Kwaliteit heeft te maken met de juiste dingen goed doen. Elke school bepaalt voor zichzelf wat de juiste dingen zijn. De school houdt rekening met de regelgeving en met de schooleigen doelen. Ze betrekt hierbij het schoolteam. Wat in de klas gebeurt, zorgt ervoor dat lerenden kunnen opgroeien tot zelfstandige, sociale en veerkrachtige mensen. Dit draagt eveneens bij tot goede leerprestaties. Daarom concretiseert de school haar visie tot op de praktijkvloer.
Scholen onderzoeken, borgen en verbeteren op systematische wijze hun onderwijskwaliteit. Ze bepalen zelf de inhoud en de methode voor de eigen kwaliteitszorg op basis van hun vaststellingen, prioriteiten of doelen. Bij het zelf analyseren en evalueren van de onderwijskwaliteit gebruikt de school diverse relevante bronnen en betrekt ze belanghebbenden.

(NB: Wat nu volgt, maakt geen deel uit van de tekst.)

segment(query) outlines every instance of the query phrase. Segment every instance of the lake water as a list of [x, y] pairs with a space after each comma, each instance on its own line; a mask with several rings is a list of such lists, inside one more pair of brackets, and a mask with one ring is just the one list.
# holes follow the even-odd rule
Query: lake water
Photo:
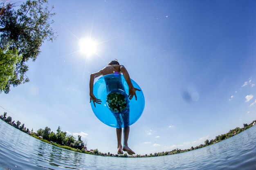
[[0, 170], [45, 169], [256, 170], [256, 126], [227, 139], [193, 151], [165, 156], [127, 158], [94, 156], [62, 149], [0, 120]]

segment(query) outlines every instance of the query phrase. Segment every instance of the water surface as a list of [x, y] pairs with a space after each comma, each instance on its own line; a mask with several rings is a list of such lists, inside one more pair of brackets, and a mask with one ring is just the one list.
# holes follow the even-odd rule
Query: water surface
[[38, 140], [0, 121], [0, 170], [256, 170], [256, 126], [178, 154], [147, 158], [78, 153]]

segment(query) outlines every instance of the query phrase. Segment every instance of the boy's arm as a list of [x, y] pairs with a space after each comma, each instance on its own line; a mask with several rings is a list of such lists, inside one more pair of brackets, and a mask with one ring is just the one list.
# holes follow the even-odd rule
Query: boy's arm
[[132, 81], [130, 78], [130, 75], [129, 75], [128, 71], [127, 71], [127, 70], [124, 67], [124, 66], [121, 65], [120, 66], [120, 69], [123, 73], [124, 79], [126, 80], [127, 84], [128, 84], [128, 86], [129, 87], [129, 95], [128, 95], [128, 97], [130, 100], [132, 98], [133, 96], [135, 96], [135, 99], [137, 100], [137, 96], [136, 96], [136, 91], [141, 91], [141, 90], [137, 88], [135, 88], [134, 87], [133, 87]]
[[100, 99], [97, 99], [96, 97], [93, 94], [93, 83], [94, 82], [94, 79], [95, 78], [102, 75], [102, 71], [100, 70], [97, 72], [91, 74], [90, 77], [90, 103], [92, 102], [93, 102], [94, 106], [96, 107], [95, 105], [95, 102], [98, 104], [101, 104], [101, 100]]

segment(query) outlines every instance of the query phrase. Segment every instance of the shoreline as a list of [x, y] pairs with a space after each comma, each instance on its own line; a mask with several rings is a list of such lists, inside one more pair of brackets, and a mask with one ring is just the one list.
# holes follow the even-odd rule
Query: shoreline
[[[110, 153], [109, 152], [107, 154], [106, 153], [102, 153], [101, 152], [99, 152], [97, 149], [95, 149], [94, 150], [88, 150], [87, 149], [86, 145], [84, 146], [83, 147], [82, 149], [79, 149], [79, 148], [72, 148], [70, 146], [67, 146], [66, 145], [61, 145], [59, 144], [57, 144], [56, 142], [53, 142], [52, 141], [49, 141], [49, 140], [46, 140], [45, 139], [43, 139], [42, 137], [40, 136], [38, 134], [36, 133], [35, 133], [33, 132], [33, 129], [32, 132], [30, 132], [28, 129], [26, 130], [26, 128], [24, 128], [24, 124], [22, 125], [22, 126], [23, 127], [22, 128], [20, 128], [18, 127], [18, 126], [17, 127], [16, 127], [14, 125], [13, 125], [13, 123], [14, 121], [13, 121], [11, 123], [11, 121], [8, 121], [7, 120], [8, 120], [8, 119], [6, 118], [5, 116], [6, 116], [7, 113], [5, 113], [4, 114], [4, 116], [3, 116], [2, 115], [1, 115], [0, 116], [0, 119], [2, 120], [4, 122], [7, 124], [11, 126], [12, 126], [14, 127], [15, 128], [27, 134], [30, 136], [34, 137], [34, 138], [40, 140], [41, 141], [45, 142], [45, 143], [47, 143], [49, 144], [52, 144], [52, 145], [56, 146], [57, 147], [58, 147], [59, 148], [62, 148], [67, 149], [70, 150], [72, 150], [74, 152], [79, 152], [80, 153], [85, 153], [86, 154], [89, 155], [94, 155], [97, 156], [101, 156], [103, 157], [127, 157], [127, 158], [141, 158], [141, 157], [159, 157], [159, 156], [167, 156], [169, 155], [174, 155], [174, 154], [177, 154], [179, 153], [183, 153], [186, 152], [189, 152], [190, 151], [192, 151], [193, 150], [196, 150], [198, 149], [200, 149], [202, 148], [203, 148], [205, 146], [208, 146], [211, 145], [213, 144], [215, 144], [220, 141], [224, 141], [225, 139], [231, 137], [238, 133], [240, 133], [248, 129], [248, 128], [252, 127], [253, 126], [256, 125], [256, 120], [254, 120], [252, 122], [249, 124], [249, 125], [247, 124], [244, 124], [243, 126], [244, 127], [240, 128], [239, 127], [236, 127], [236, 128], [231, 130], [229, 131], [225, 134], [222, 134], [221, 135], [219, 135], [216, 136], [214, 139], [211, 139], [210, 141], [208, 139], [207, 139], [204, 141], [204, 144], [201, 144], [200, 145], [197, 146], [194, 148], [193, 146], [192, 146], [190, 149], [186, 149], [181, 150], [180, 149], [179, 149], [178, 148], [175, 149], [174, 149], [171, 151], [162, 151], [161, 152], [159, 152], [157, 153], [155, 153], [154, 154], [152, 153], [150, 153], [149, 155], [145, 154], [145, 155], [128, 155], [127, 153], [125, 153], [122, 155], [118, 155], [118, 154], [113, 154], [112, 153]], [[8, 118], [10, 119], [10, 117], [9, 117]], [[14, 123], [14, 124], [15, 124]], [[16, 125], [16, 124], [15, 124]], [[53, 132], [52, 132], [52, 133]], [[79, 141], [81, 141], [81, 139], [80, 140], [79, 139]]]

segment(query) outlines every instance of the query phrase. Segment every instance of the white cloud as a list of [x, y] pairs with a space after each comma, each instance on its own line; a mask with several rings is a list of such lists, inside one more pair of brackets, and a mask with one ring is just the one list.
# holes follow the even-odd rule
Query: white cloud
[[243, 86], [242, 86], [242, 87], [244, 87], [249, 84], [250, 84], [252, 87], [253, 87], [254, 86], [255, 86], [255, 84], [254, 84], [254, 83], [252, 83], [252, 77], [250, 77], [250, 78], [249, 78], [249, 81], [245, 82], [245, 83], [244, 83], [244, 84], [243, 85]]
[[67, 134], [68, 135], [72, 135], [72, 133], [70, 133], [70, 132], [69, 132], [69, 131], [68, 131], [67, 130], [66, 131], [66, 132], [67, 132]]
[[243, 85], [243, 86], [242, 86], [242, 87], [244, 87], [245, 86], [247, 86], [247, 85], [248, 85], [248, 82], [245, 82], [245, 83], [244, 83], [244, 84]]
[[256, 103], [256, 99], [255, 99], [255, 101], [253, 103], [252, 103], [251, 104], [250, 104], [250, 106], [249, 106], [249, 107], [251, 107], [251, 106], [252, 106], [252, 105], [253, 105], [254, 104]]
[[172, 150], [173, 149], [176, 149], [177, 148], [181, 147], [184, 146], [184, 145], [173, 145], [171, 146], [165, 146], [166, 150]]
[[152, 135], [152, 133], [153, 132], [153, 130], [151, 130], [151, 129], [149, 130], [146, 130], [146, 132], [147, 133], [147, 134], [148, 135]]
[[246, 99], [246, 100], [245, 100], [245, 102], [248, 102], [249, 101], [251, 100], [253, 98], [253, 95], [247, 95], [246, 96], [245, 96], [245, 99]]

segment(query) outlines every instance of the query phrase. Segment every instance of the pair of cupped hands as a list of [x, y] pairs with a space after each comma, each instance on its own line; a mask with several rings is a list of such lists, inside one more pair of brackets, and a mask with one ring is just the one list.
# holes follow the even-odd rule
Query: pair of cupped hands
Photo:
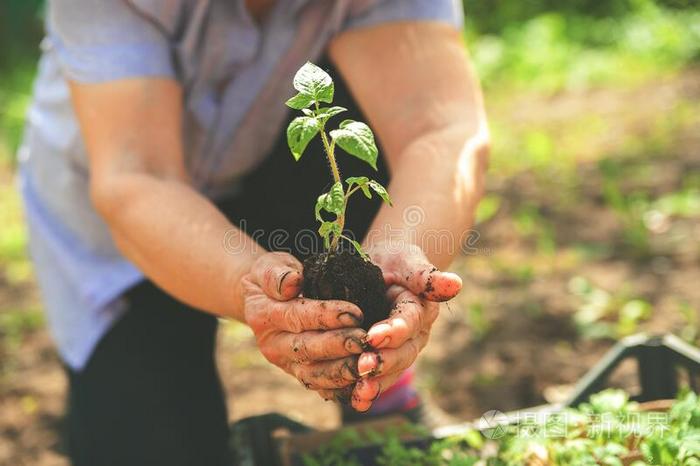
[[242, 281], [245, 319], [265, 358], [325, 400], [367, 411], [425, 347], [439, 302], [459, 293], [459, 276], [440, 272], [415, 245], [371, 248], [383, 271], [389, 317], [360, 328], [356, 305], [300, 296], [302, 264], [291, 254], [260, 256]]

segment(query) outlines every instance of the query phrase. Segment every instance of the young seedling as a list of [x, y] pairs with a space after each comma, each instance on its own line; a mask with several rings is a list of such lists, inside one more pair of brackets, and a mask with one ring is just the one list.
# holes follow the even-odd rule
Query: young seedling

De resultaten en effecten die de school bij de lerenden bereikt, vormen daarbij samen met de context- en inputkenmerken het uitgangspunt. Er is maar sprake van systematiek als de school op geregelde basis haar werking evalueert. Naast het systematische is het cyclische karakter van kwaliteitszorg belangrijk. Een cyclus herhaalt niet de vorige maar voegt er iets aan toe. Op die manier wordt bij elke cyclus kwaliteit verder ontwikkeld.
Zorgen voor kwaliteit veronderstelt dat de school op geregelde basis processen plant, uitvoert, controleert, bijstuurt waar nodig en verankert in de werking. Bij deze kwaliteitsontwikkeling is het van belang dat de school rekening houdt met de veranderende contexten, zich positioneert ten opzichte van vergelijkbare anderen en rekening houdt met externe evaluaties. Belanghebbenden hebben het recht om te weten hoe de school voor de eigen onderwijskwaliteit zorgt en die ontwikkelt. In de school heerst een kwaliteitscultuur als alle teamleden en de school als organisatie zichzelf bevragen, de kwaliteit borgen en waar nodig bijstellen.